Too big maybe, but maybe someone has a use for this?. 

http://www.shinetsu.co.jp/e/materials/semiconductors/index.shtml

:shock:


----------



## Irons (Oct 22, 2010)

I wonder how many missionaries one could get in that pot? :mrgreen:


----------



## goldsilverpro (Oct 22, 2010)

C'mon, HAuCl4, why do you waste our time with all of this obscure BS? Why don't you concentrate on reality? Interesting but not practical, at all!!


----------



## qst42know (Oct 22, 2010)

Irons said:


> I wonder how many missionaries one could get in that pot? :mrgreen:



With or without carrots and potatoes? :mrgreen:


----------



## Barren Realms 007 (Oct 22, 2010)

Irons said:


> I wonder how many missionaries one could get in that pot? :mrgreen:



8-10 if you slice them this enough.


----------



## HAuCl4 (Oct 23, 2010)

goldsilverpro said:


> C'mon, HAuCl4, why do you waste our time with all of this obscure BS? Why don't you concentrate on reality? Interesting but not practical, at all!!



Dunno Chris. The price maybe high, and the material not ideal, but it has about the perfect shape and size for a general purpose digestor.

In fact I would not mind to process silver in something like that, made of fiberglass lining, with a plastic paddle to stir the stuff.

An innocent missionary bystander could fall inside though.

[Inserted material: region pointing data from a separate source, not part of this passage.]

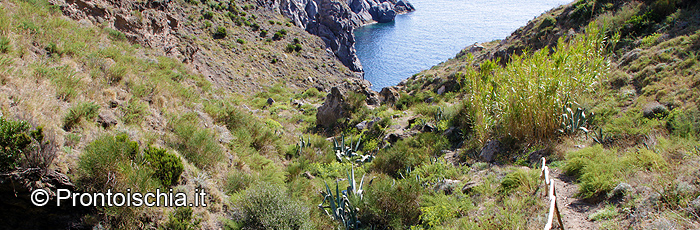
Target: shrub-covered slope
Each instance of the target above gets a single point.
(116, 99)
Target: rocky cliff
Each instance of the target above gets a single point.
(335, 20)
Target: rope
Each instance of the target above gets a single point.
(552, 194)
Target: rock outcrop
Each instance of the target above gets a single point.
(332, 109)
(18, 212)
(335, 20)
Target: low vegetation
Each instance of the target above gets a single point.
(612, 105)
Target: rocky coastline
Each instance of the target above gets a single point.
(335, 20)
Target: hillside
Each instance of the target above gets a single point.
(239, 99)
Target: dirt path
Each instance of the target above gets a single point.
(574, 211)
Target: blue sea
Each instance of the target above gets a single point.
(437, 31)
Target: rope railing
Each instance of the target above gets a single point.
(552, 194)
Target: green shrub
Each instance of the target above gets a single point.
(4, 44)
(237, 181)
(14, 140)
(684, 122)
(197, 145)
(598, 170)
(311, 92)
(279, 34)
(267, 206)
(251, 131)
(606, 213)
(220, 32)
(116, 73)
(390, 204)
(289, 48)
(107, 163)
(523, 180)
(66, 80)
(208, 15)
(182, 219)
(83, 111)
(409, 153)
(53, 49)
(134, 111)
(167, 167)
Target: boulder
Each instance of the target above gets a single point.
(403, 6)
(383, 12)
(332, 108)
(620, 190)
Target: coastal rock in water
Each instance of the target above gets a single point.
(383, 12)
(332, 108)
(389, 95)
(402, 6)
(335, 20)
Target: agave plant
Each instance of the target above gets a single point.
(599, 137)
(339, 204)
(350, 152)
(572, 122)
(353, 188)
(340, 207)
(303, 144)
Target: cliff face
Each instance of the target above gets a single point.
(335, 20)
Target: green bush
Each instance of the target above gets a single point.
(134, 111)
(684, 122)
(220, 32)
(279, 34)
(197, 145)
(116, 73)
(182, 219)
(390, 204)
(83, 111)
(292, 47)
(267, 206)
(167, 167)
(409, 153)
(311, 92)
(4, 44)
(289, 48)
(237, 181)
(598, 170)
(523, 180)
(14, 140)
(107, 162)
(208, 15)
(251, 131)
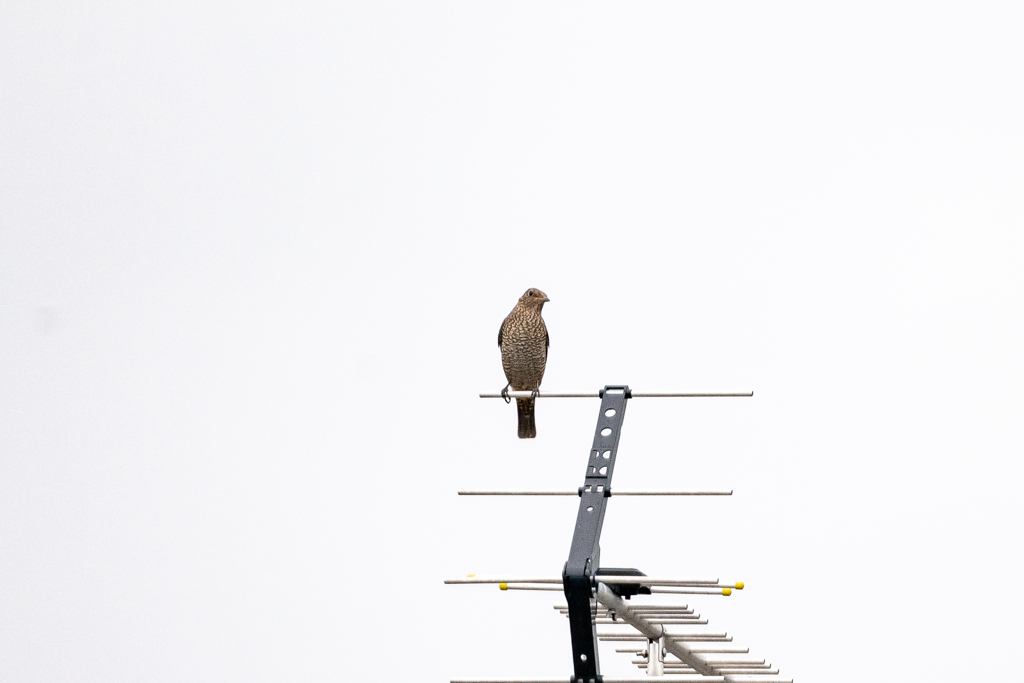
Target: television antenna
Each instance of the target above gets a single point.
(667, 639)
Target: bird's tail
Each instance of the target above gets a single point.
(527, 428)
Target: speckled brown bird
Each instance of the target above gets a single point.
(523, 340)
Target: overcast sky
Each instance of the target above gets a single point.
(254, 258)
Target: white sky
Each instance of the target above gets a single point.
(253, 261)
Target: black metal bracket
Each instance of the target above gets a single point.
(585, 554)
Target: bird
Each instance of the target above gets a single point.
(523, 340)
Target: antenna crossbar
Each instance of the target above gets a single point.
(609, 494)
(635, 394)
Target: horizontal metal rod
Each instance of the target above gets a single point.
(702, 679)
(653, 631)
(693, 622)
(634, 394)
(646, 581)
(576, 494)
(717, 650)
(646, 609)
(695, 639)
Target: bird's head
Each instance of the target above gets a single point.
(534, 297)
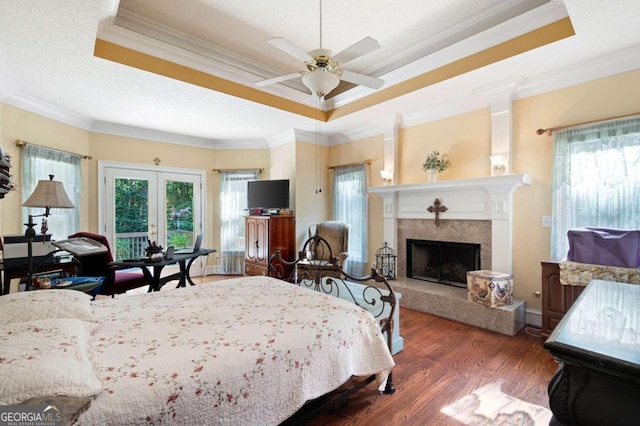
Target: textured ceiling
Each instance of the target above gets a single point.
(47, 61)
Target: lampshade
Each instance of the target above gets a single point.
(320, 81)
(49, 193)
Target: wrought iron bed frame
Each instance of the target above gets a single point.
(326, 276)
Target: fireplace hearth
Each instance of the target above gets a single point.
(442, 262)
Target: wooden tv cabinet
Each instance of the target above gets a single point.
(263, 236)
(556, 298)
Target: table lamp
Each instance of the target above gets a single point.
(49, 194)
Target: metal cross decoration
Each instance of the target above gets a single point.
(438, 208)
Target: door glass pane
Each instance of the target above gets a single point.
(131, 217)
(179, 214)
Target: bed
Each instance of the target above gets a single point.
(247, 350)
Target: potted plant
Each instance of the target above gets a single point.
(434, 164)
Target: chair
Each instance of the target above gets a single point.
(336, 235)
(116, 280)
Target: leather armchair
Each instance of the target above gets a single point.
(116, 280)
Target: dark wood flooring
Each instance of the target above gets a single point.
(443, 361)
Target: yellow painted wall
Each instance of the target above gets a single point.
(313, 191)
(20, 124)
(466, 138)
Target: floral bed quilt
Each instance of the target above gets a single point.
(243, 351)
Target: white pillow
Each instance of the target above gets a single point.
(46, 358)
(45, 304)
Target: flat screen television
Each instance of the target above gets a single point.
(268, 194)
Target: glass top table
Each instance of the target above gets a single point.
(602, 328)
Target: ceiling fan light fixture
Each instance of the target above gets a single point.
(320, 81)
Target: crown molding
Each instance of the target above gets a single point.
(152, 38)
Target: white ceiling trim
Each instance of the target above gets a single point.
(601, 67)
(434, 54)
(149, 134)
(152, 38)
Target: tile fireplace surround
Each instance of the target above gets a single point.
(478, 211)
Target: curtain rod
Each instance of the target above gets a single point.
(260, 170)
(21, 143)
(367, 162)
(550, 130)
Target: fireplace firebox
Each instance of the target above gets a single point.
(442, 262)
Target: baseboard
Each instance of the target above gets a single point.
(533, 317)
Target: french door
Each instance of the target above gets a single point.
(150, 206)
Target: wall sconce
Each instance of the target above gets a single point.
(387, 177)
(498, 167)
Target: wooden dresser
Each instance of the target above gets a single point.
(556, 298)
(263, 236)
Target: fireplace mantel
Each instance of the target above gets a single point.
(488, 198)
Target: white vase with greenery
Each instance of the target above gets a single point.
(434, 164)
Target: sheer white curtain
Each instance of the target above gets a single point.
(36, 164)
(233, 203)
(350, 206)
(596, 180)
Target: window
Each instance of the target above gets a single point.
(350, 206)
(233, 203)
(596, 180)
(37, 163)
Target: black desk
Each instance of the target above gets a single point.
(17, 269)
(155, 280)
(597, 345)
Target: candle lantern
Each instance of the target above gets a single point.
(386, 262)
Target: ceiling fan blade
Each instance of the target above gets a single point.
(356, 50)
(290, 49)
(362, 80)
(278, 79)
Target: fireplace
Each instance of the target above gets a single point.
(443, 262)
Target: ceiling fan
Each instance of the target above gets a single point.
(323, 68)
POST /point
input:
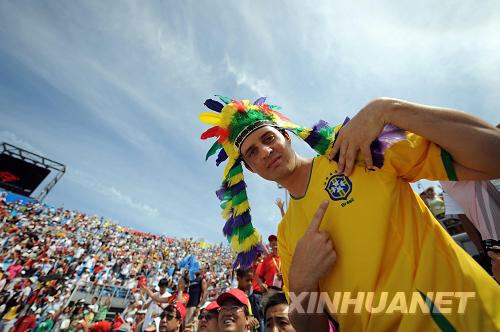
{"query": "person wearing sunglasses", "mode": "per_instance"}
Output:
(208, 318)
(171, 318)
(234, 312)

But I'm thinking depth of liquid about 2-3 inches maximum, hence the missionary can escape with minor burns, but the metal be completely digested.

It'd be fast too. $200 in fiberglass cloth and resin, $100 in steel and paint, and then the labor, and you are in the silver refining business. More or less. If one can find the silver.


----------



## HAuCl4 (Oct 23, 2010)

I know something like this works fine. Batches up to 10,000 Oz. Hot sulfuric cheaper than nitric. :shock:


----------



## Lou (Oct 25, 2010)

That's a crucible for growing single crystal silicon boules.

While that would work nicely, I would rather have a glass lined (though it's more enamel than glass) reaction kettle. You can pick up used 100 gallon reactors for about $1000 occasionally. Give them a good scrub and a new paint job and they'll work like new.


----------



## HAuCl4 (Oct 25, 2010)

Enamel. mmmm. I guess the Pfaudler walls are made with some sort of advanced enamelling technique. I wonder how they match the thermal expansion of the glass to that of the metal. Interesting. Thanks.

Maybe I'll start making Pfaudler knock-offs!. lol. :shock:

edit: It didn't take long... the chinese already started...they look just like Pfaudlers:

http://www.tradevv.com/chinasuppliers/yontonlinda584521_p_ce572/china-Enamel-Reactor-Kettle.html

Yet they still make them the wrong shape. Dish-like flat reactors offer much larger surface area to the acids, without stirring. IMHO.


----------